According to Nell, the git history of main was rewritten to remove a large file from git. The tree 28b655e8207f916122bbcbd22c0369d86bb4ffc1 appears to still contain the large binary file. No commit in main references it. It did get grafted into the git-annex branch which is why it was not lost.
Fixed performTransitionsLocked to create the new git-annex branch atomically.
Found another way this could happen, interrupting
git-annex export
after it writes export.log but before it grafts the tree into the git-annex branch. Fixed that one too.So hopefully this won't happen to any more repositories with these fixes. Still leaves the question of how to recover from the problem.
Note that at least in the case of ds002144, its git-annex branch does not contain grafts of the missing trees.
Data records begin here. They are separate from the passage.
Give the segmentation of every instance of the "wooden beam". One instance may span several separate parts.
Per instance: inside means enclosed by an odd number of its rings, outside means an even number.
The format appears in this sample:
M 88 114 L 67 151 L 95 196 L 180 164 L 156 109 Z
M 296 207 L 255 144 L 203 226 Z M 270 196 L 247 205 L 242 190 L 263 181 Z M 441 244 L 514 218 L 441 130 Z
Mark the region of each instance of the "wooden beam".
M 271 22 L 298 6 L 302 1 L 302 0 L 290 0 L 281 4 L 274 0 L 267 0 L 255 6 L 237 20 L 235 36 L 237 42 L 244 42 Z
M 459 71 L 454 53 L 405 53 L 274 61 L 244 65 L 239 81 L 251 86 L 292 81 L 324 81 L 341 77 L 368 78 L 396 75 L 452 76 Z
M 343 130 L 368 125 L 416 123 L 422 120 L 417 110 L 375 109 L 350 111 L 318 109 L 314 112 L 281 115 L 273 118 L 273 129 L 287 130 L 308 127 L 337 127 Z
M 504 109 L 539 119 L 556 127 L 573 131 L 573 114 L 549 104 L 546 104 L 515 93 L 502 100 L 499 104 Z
The grafts only get created in the clone when dealing with a transition.
So, it seems that to recover from the problem, at least in the case of this repository, it will be sufficient for git-annex to avoid regrafting trees if the object is missing.
Done that, and so I suppose this bug can be closed. I'd be more satified if I knew how this repository was produced though.
While I don't think this affects the ds002144 repository (because the repository with the missing tree is dead), here's what happens if the export.log's tree is missing, master has been reset to a previous tree, which was exported earlier, and in a clone we try to get a file that is present in both trees from the remote:
Note that the "bad object" message only appears the first time run. Afterwards it only says "unknown export location".
Even if the tree object later somehow gets pulled in, it will keep failing, because the exportdb at this point contains the tree sha and it won't try to update from it again.
To recover from this situation, the user can make a change to the tree (eg add a file), and export. It will complain one last time about the bad object, and then the export.log gets fixed to contain an available tree. However, any files that were in the missing tree that do not get overwritten by that export will remain in the remote, without git-annex knowing about them. If the remote has importtree=yes, importing from it is another way to recover.